Di Banjarmasin, ada teh lokal produksi Banjarmasin, namanya teh gunung saitria, rasanya enak, tidak ada rasa pahit.

Setiap ke Banjarmasin, saya selalu memesan teh gunung satria. Hanya di nasi itik tenda biru yang tidak menggunakan teh lokal.

Karena sudah sangat lelah, setelah dari lontong orari, kami menuju ke penginapan dan beristirahat, karena besok mau ke pasar terapung sungai kuin dan pasar terapung tengah kota.
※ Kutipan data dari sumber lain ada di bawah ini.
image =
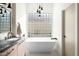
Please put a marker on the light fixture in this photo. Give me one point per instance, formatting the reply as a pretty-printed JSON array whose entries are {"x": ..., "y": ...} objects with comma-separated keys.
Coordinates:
[
  {"x": 9, "y": 5},
  {"x": 3, "y": 15},
  {"x": 5, "y": 11},
  {"x": 0, "y": 11}
]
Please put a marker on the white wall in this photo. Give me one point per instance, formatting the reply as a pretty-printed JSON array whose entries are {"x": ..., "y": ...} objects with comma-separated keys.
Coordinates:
[{"x": 57, "y": 23}]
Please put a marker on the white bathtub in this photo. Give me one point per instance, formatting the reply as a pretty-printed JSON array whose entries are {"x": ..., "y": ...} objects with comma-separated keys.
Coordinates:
[{"x": 40, "y": 44}]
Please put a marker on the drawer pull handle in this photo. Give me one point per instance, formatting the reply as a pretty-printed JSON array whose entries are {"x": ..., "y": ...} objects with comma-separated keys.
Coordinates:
[{"x": 9, "y": 52}]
#kelilingborneo(3), Banjarmasin 1







Kamis, 19 Maret 2015

#kelilingborneo (3), Banjarmasin 1, 23 Januari 2015




Perjalanan menuju Banjarmasin memakan waktu selama 4 jam, namun karena ada perbedaan waktu antara Palangkaraya dan Banjarmasin, perjalanan seperti lima jam. Naik Travel jam 10:00 WIB, sampai Banjarmasin jam 15:00 WITA.

Sampai Banjarmasin, kami menginap di Penginapan "Homestay Bintang", bukan ditengah kota, namun lokasinya tidak jauh dari rumah kawan kami, Eva, sehingga untuk wara-wiri kami bisa berdekatan dengan Eva. 

Homestay ini baru dibuka, namun gak seperti baru, rupanya, dulunya restoran, pantesan aja, banyak stop kontak diatas, dilangit-langit, mungkin untuk AC atau kipas diatas.

Untuk mencari kamar yang murah, kami memilih di lantai atas, yaitu lantai 3.  AC, kamar mandi dengan shower hot water, tapi tidak ada sarapan. Enaknya, didepan penginapan ada laundry kiloan yang bisa ekspres dan wangi.

Setelah check in, Eva datang bersama temannya untuk meminjamkan motornya pada kami. Karena kami cukup lelah, kami meminta untuk jalan yang dekat-dekat saja. Menikmati matahari terbenam. Eva mengajak kami ke menara pandang.  

Waktu saya ke Banjarmasin April 2014, menara pandang sedang dibangun. Alhamdulillah sekarang sudah selesai, sehingga kami bisa menikmati matahari terbenam disana. 

Sambil menunggu matahari sedikit turun dan memancarkan warna orange di langit sekitarnya, kami makan mie ayam dahulu, tepat di depan menara pandang.

Selesai makan, kami pun naik hingga ke lantai tiga. Yang lebih tinggi lagi bisa, hanya saja semua dikelilingi kaca. Kalau kacanya kotor, maka kalau motret hasilnya pun jadi gak jernih. Akhirnya kami turun ke lantai 3 saja. Kurang tinggi sih, tapi disinilah tempat menikmati keindahan sore kota Banjarmasin.

Selesai menikmati matahari terbenam, kami menikmati BPTV (Boarding Pass Travel Value) dari Garuda Indonesia.

Memang menuju Banjarmasin kami menggunakan travel, tapi perjalanan Jakarta - Pontianak dan Pontianank - Palangkaraya, kami menggukan maskapai Garuda Indonesia.  Dan keuntungan dari BPTV ini selama 7 hari setelah penerbangan kita dapat menggunakan discount di merchant yang bekerja sama. Bisa dimana saja dan tidak hanya satu kali. Terus menerus hingga 7 hari, dan tidak terikat tujuan. Walaupun bukan tujuan Banjarmasin, BPTV saya bisa digunakan. Baik Jakarta - Pontianak maupun Pontianak - Palangkaraya.

Nah, setelah dari menara pandang, kami mampir disebuah mall untuk menikmati diskon dari BPTV.  Dan sebelum kembali ke penginapan, kami mampir ke sebuah spa, Junjung buih beauty spa, untuk melihat paket-paket pijat disana, sekaligus pesan tempat. Maklum Junjun spa terkenal penuh.

Ugh, kesannya gaya banget ya, baru awal perjalanan sudah mau pijet. Haha.. iya, kami memang berencana pijet, sebelum terbang ke Balikpapan, karena selama di Banjarmasin, badan kami pasti cukup lelah, dan persiapan perjalanan panjang di Kalimantan Timur :)


 Selesai melihat daftar harga dan paket dari Junjung Buih dan spa, kami kembali ke penginapan, dan Eva pulang ke rumah yang jaraknya hanya 100m dari penginapan.